Il convient "d'abandonner les jeux à somme nulle et la politique consistant à créer des blocs", a-t-il poursuivi. Il n'a cité aucun pays, mais Pékin utilise généralement ce vocabulaire pour dénoncer les Etats-Unis et leurs proches alliés.

Le président russe, de son côté, s'est félicité du "rôle croissant des nouveaux centres de pouvoir" qui, selon lui, "devient de plus en plus évident".

M. Poutine a affirmé que la coopération entre les pays membres de l'OCS, à la différence des Occidentaux, se basait sur des principes "dénués d'égoïsme".

Des signes de désaccord n'ont toutefois pas manqué d'apparaître.

"Excellence, je sais que l'heure n'est pas à la guerre", a déclaré le dirigeant indien Narendra Modi à M. Poutine, au début d'une rencontre en tête-à-tête.

M. Poutine, en réponse, a dit entendre ses "inquiétudes", reprenant une formule qu'il avait eue la veille avec Xi Jinping. Le président russe a affirmé à M. Modi qu'il allait "tout faire" pour que le conflit en Ukraine "se termine le plus vite possible".

Mais, en s'exprimant un peu plus tard devant la presse russe, M. Poutine a déclaré que Moscou ne se hâtait pas d'achever son "objectif clé" en Ukraine: la conquête du Donbass, région du sud-est du pays en partie contrôlée par l'armée russe.

"Le plan (des opérations, ndlr) ne nécessite pas de changement (...) nous ne sommes pas pressés", a indiqué M. Poutine.

- Moscou en quête d'alliés -

L'OCS, dont les membres sont la Chine, la Russie, l'Inde, le Pakistan et quatre ex-républiques soviétiques d'Asie centrale, a été créée en 2001 en tant que plateforme de coopération concurrente des organisations occidentales.

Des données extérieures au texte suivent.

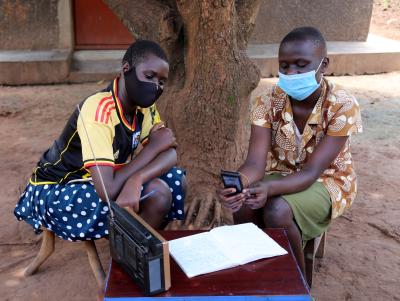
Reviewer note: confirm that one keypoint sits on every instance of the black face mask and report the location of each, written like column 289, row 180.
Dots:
column 140, row 93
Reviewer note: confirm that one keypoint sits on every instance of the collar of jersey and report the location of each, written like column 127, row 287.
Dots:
column 121, row 114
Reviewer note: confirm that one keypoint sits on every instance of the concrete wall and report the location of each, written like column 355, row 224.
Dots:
column 36, row 41
column 339, row 20
column 28, row 24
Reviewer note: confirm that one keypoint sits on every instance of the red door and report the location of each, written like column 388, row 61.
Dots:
column 97, row 27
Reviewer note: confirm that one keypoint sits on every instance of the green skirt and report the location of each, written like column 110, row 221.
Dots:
column 311, row 208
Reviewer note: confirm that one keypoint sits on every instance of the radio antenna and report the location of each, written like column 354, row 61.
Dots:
column 95, row 162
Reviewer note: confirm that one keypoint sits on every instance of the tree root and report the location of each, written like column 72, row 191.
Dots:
column 387, row 232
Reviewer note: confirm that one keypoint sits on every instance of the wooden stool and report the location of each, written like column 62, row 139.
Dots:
column 47, row 248
column 315, row 248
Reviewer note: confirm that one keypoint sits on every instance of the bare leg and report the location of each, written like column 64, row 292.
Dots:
column 154, row 209
column 46, row 249
column 247, row 215
column 95, row 263
column 278, row 214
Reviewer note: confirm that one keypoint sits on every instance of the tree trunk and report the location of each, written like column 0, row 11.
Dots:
column 206, row 102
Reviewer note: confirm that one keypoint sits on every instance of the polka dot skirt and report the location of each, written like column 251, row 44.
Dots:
column 75, row 212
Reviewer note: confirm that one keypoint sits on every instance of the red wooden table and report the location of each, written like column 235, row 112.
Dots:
column 277, row 278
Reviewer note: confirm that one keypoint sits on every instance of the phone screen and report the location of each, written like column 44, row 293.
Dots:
column 231, row 179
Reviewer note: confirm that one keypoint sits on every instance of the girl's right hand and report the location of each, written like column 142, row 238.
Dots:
column 229, row 199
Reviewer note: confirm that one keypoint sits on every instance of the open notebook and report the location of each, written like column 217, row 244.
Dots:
column 221, row 248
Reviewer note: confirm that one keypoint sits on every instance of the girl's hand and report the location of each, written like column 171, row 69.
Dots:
column 256, row 195
column 233, row 202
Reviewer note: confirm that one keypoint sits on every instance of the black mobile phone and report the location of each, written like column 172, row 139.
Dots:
column 232, row 179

Mais d'importants différends subsistent au sein de l'alliance. Les dirigeants du Kirghizstan et du Tadjikistan se sont ainsi retrouvés en urgence, lors du sommet, pour annoncer un cessez-le-feu après une escalade des violences à la frontière disputée entre ces deux pays d'Asie centrale.

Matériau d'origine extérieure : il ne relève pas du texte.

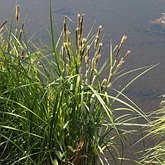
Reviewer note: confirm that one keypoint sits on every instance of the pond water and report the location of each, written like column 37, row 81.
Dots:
column 118, row 17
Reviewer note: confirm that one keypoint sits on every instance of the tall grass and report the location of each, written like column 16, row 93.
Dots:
column 156, row 133
column 56, row 106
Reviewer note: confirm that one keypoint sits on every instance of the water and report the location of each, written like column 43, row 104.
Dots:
column 118, row 17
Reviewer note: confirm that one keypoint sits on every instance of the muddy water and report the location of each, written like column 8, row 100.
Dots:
column 118, row 17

MM. Poutine et Xi ont également rencontré le président turc Recep Tayyip Erdogan, qui a appelé à stopper la guerre en Ukraine "au plus vite par la voie diplomatique". Récemment, Ankara a joué un rôle-clé pour trouver un accord entre Moscou et Kiev sur l'export de céréales d'Ukraine, vitales pour de nombreux pays du globe.

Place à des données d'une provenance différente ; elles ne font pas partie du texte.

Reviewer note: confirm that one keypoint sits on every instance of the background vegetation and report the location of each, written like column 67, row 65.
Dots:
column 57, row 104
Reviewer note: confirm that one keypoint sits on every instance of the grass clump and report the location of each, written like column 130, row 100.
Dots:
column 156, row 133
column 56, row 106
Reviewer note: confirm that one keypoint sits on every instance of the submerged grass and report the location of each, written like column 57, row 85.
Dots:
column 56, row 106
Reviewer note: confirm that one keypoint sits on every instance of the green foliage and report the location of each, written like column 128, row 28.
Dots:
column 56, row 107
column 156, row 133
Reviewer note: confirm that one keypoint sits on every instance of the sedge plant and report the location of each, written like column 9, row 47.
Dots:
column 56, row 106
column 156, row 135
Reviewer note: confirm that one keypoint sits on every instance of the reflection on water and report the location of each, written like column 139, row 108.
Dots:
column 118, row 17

La Russie est visée depuis par de lourdes sanctions économiques occidentales et se tourne de plus en plus vers l'Asie pour chercher des soutiens économiques et diplomatiques.

Lors d'un entretien jeudi avec M. Xi, M. Poutine a remercié son homologue chinois pour sa "position équilibrée" sur l'invasion de l'Ukraine par Moscou, tout en lui promettant des "explications" face à ses "inquiétudes".

M. Xi, qui effectue son premier déplacement à l'étranger depuis le début de la pandémie de Covid-19, espère encore renforcer sa stature de dirigeant majeur avant un congrès du Parti communiste chinois en octobre, au cours duquel il brigue un nouveau mandat.

Le choix de l'Asie centrale comme première destination étrangère en plus de deux ans illustre surtout l'importance que Pékin accorde à cette région, qui est traversée par les "nouvelles routes de la soie", un projet titanesque porté par M. Xi pour renforcer les liaisons commerciales avec le monde.

Avant le sommet, M. Xi s'était rendu mercredi au Kazakhstan, promettant de l'aider à "sauvegarder sa souveraineté" alors que ce pays s'inquiète des ambitions russes après l'invasion de l'Ukraine.

M. Xi s'est en outre entretenu vendredi avec M. Erdogan et le dirigeant iranien Ebrahim Raïssi, au moment où les négociations sur le nucléaire iranien patinent.